DESCRIPTION OF SECURITIES
The following description of the terms of our securities is not complete and is qualified in its entirety by reference to our Memorandum of Association, as amended (the “Memorandum of Association”), and our Articles of Association, as amended (the “Articles of Association”), both of which are exhibits to our Annual Reports on Form 10-K.
Under our Memorandum of Association and Articles of Association we are authorized to issue 25,000,000 shares of capital stock, consisting of 24,655,000 ordinary shares, par value CI$0.50 (approximately US$0.60) per share, 145,000 Class B ordinary shares, par value CI$0.50 (approximately US$0.60) per share, and 200,000 redeemable preference shares, par value CI$0.50 (approximately US$0.60) per share.
The ordinary shares (common stock) are listed on the Nasdaq Global Select Market under the symbol “CWCO.” All outstanding ordinary shares are validly issued, fully paid, and nonassessable.
Holders of ordinary shares may cast one vote for each share held of record at all shareholder meetings. All voting is non-cumulative. Holders of more than 50% of the outstanding shares present and voting at an annual meeting at which a quorum is present are able to elect all of our directors.

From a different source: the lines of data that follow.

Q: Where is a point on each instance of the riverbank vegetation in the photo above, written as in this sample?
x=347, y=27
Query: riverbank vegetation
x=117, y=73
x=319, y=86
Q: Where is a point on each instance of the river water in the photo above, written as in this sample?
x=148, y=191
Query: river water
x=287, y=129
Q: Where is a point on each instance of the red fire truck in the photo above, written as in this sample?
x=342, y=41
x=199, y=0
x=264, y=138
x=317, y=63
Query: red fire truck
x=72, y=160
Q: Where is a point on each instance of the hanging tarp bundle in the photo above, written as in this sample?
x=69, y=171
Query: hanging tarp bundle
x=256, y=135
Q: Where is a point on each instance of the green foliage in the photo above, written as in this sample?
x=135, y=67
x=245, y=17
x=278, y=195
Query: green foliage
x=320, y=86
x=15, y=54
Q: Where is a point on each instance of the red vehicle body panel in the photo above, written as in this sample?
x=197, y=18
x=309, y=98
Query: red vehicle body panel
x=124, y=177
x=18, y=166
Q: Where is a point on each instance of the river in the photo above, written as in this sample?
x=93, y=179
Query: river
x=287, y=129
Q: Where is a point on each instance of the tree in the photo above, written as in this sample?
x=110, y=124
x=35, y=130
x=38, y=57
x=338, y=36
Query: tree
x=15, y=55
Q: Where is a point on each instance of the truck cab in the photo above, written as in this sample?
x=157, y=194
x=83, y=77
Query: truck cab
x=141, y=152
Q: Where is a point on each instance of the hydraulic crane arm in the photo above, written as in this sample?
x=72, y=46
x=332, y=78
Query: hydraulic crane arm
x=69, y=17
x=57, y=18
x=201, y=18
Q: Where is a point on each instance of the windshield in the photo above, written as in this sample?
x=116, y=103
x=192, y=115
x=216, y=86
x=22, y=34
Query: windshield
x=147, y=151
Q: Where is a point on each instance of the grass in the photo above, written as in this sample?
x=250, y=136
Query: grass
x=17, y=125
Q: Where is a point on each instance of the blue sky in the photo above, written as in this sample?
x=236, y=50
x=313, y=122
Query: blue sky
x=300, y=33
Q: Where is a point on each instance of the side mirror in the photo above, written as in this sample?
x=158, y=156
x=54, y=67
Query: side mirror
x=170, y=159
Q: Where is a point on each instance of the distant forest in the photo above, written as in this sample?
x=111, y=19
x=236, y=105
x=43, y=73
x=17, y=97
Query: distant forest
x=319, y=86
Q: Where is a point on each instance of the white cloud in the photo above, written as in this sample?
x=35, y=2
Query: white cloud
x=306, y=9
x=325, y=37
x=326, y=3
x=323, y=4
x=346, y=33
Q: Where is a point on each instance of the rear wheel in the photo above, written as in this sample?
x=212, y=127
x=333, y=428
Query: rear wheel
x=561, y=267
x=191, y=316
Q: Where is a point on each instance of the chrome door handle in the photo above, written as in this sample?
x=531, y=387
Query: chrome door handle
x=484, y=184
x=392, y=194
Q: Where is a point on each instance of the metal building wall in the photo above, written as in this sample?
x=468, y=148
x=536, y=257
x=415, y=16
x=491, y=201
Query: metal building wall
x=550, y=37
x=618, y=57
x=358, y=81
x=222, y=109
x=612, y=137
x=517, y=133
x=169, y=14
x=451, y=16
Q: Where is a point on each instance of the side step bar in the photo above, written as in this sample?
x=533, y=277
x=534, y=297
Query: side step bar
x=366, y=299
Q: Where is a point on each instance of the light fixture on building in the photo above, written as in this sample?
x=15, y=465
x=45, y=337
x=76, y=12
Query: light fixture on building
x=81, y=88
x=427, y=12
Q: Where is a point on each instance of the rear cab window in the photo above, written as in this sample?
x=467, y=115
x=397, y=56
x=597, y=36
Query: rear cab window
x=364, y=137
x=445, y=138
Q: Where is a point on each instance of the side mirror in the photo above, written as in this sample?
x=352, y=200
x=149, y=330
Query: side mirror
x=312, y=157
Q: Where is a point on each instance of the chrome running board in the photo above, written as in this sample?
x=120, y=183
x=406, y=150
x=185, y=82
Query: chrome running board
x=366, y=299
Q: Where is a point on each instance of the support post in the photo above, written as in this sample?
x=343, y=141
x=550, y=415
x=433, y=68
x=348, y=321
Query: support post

Dividends and Liquidation Rights
Holders of ordinary shares are entitled to receive ratably dividends, if any, distributed out of our accumulated profits. Subject to the preferential rights of holders of the redeemable preference shares, upon liquidation, all holders of ordinary shares are entitled to participate pro rata in our assets which are available for distribution.
Holders of ordinary shares do not have preemptive rights or rights to convert their ordinary shares into any other securities, and our common stock is not subject to any redemption or sinking fund provisions.
Redeemable Preference Shares
Holders of redeemable preference shares may cast one vote for each share held of record at all shareholder meetings. All voting is on a non-cumulative basis.
Dividends and Liquidation Rights
Upon the event of our liquidation, the redeemable preference shares rank in preference to the ordinary shares with respect to the repayment of the par value of redeemable preference shares plus any premium paid or credited on the purchase of the shares.
Under our employee share incentive plan, we may redeem any redeemable preference shares issued to an employee under certain circumstances. The ordinary shares and the redeemable preference shares rank equally in all other respects.
Class B Ordinary Shares
Holders of Class B ordinary shares are entitled to the same dividends paid on Class A ordinary shares and redeemable preference shares, and we cannot pay a dividend on the Class A ordinary shares without paying the same dividend on the Class B ordinary shares, and vice versa.
We cannot redeem the Class B ordinary shares, and the holders of the Class B ordinary shares are not entitled to any repayments of capital upon our dissolution.
If we enter into a transaction in which Class A ordinary shares are exchanged for securities or other consideration of another company, then the Class B ordinary shares will also be exchanged pursuant to a formula. The Class B ordinary shares and the Class A ordinary shares rank equally in all other respects.